Cela se confirme un instant plus tard, un hélico sorti d’on ne sait où, se manifeste et essuie quelques rafales d’armes automatiques. Après cela n’arrête plus. Il semble que des éléments à pied se soient infiltrés, j’éteins tous les feux, je ne sais pas si c’est une bonne idée, mais d’être dans le noir rassure. Un grondement s’amplifie par notre travers, à travers mes jumelles je scrute la nuit, mais l’hélico qui nous fonce dessus à vite fait de remplir les verres, et son ombre parait toute proche. Une rafale de canon de 20 mm fait gicler l’eau à vingt mètres du bateau , je file à quatre pattes à travers la passerelle, pour me mettre à l’abri, sur l’autre bord, c’est totalement inutile, car ses obus peuvent traverser les deux cloisons comme qui rigole. Il reprend de la hauteur en cabrant et amorce un virage, je me jette dans l’escalier pour descendre à l’étage du dessous. Boby se jette dans mes pattes, je hurle
– « restez en bas, il nous canarde! » .
Je suis plus indigné qu’effrayé, mais quand même, ça secoue merde! Les deux mécanos sont aussi dans la descente  » les salauds nous tirent dessus ».

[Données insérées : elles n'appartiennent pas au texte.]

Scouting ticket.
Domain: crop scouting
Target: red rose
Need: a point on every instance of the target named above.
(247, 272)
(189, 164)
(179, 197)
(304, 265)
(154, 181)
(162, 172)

Ils ne sont pas revenus, ils voulaient sans doute nous intimider. Nous remontons prudemment sur la passerelle. Boby me dit :
– « qu’est ce qui s’est passé ?  »
– « t’es sourds ou quoi ? Je me suis fait allumer, ils m’auraient tué ces enculés »
– « Ben merde ! » fait-il seulement
– « Tu te rends compte, buté par l’armée française, un ancien combattant, j’aurais eu l’air malin »
– « T’aurais surtout été mort! » fait mon pote, sans rire.

En face, ils se la donne avec ardeur, à la radio on entend une voix ordonnant aux européens de dégager et de rallier Kandani. Les comoriens ferraillent encore un moment et ça se calme.

Les coups de feu isolés vont durer toute la matinée, et de vagues bruits explosion nous parviennent du nord de la ville. Nous restons groupés près de la radio, on se sent un peu seuls.

En ville, quelques véhicules passent rapidement mais peu de piétons circulent. Au jour, nous voyons des militaires fouiller les bâtiments de l’aéroport d’Iconi, face à nous.

Un bateau de guerre est venu mouiller à trois cents mètres de nous, tous canons braqués, ce doit être une frégate, avec hélico sur l’arrière et pas mal de peuple à bord. On est examiné avec attention par vingt paires de jumelles. Au large, notre ancien  » pisteur » fait des ronds devant le port.

Radio Mayotte annonce aux habitants que le terrain est interdit aux civils et que l’armée contrôle tout. Tu parles ! On s’attend à une intervention armée aux Comores ! Ils sont un peu en retard les gars !

Avec Boby nous descendons jeter à la mer le peu d’armement qu’on nous avait remit, à tout hasard  »si ils nous arraisonnent autant pas les exciter » au point où les choses en sont, c’est de la pure sagesse. Nous convenons de faire nos sacs et d’attendre calmement.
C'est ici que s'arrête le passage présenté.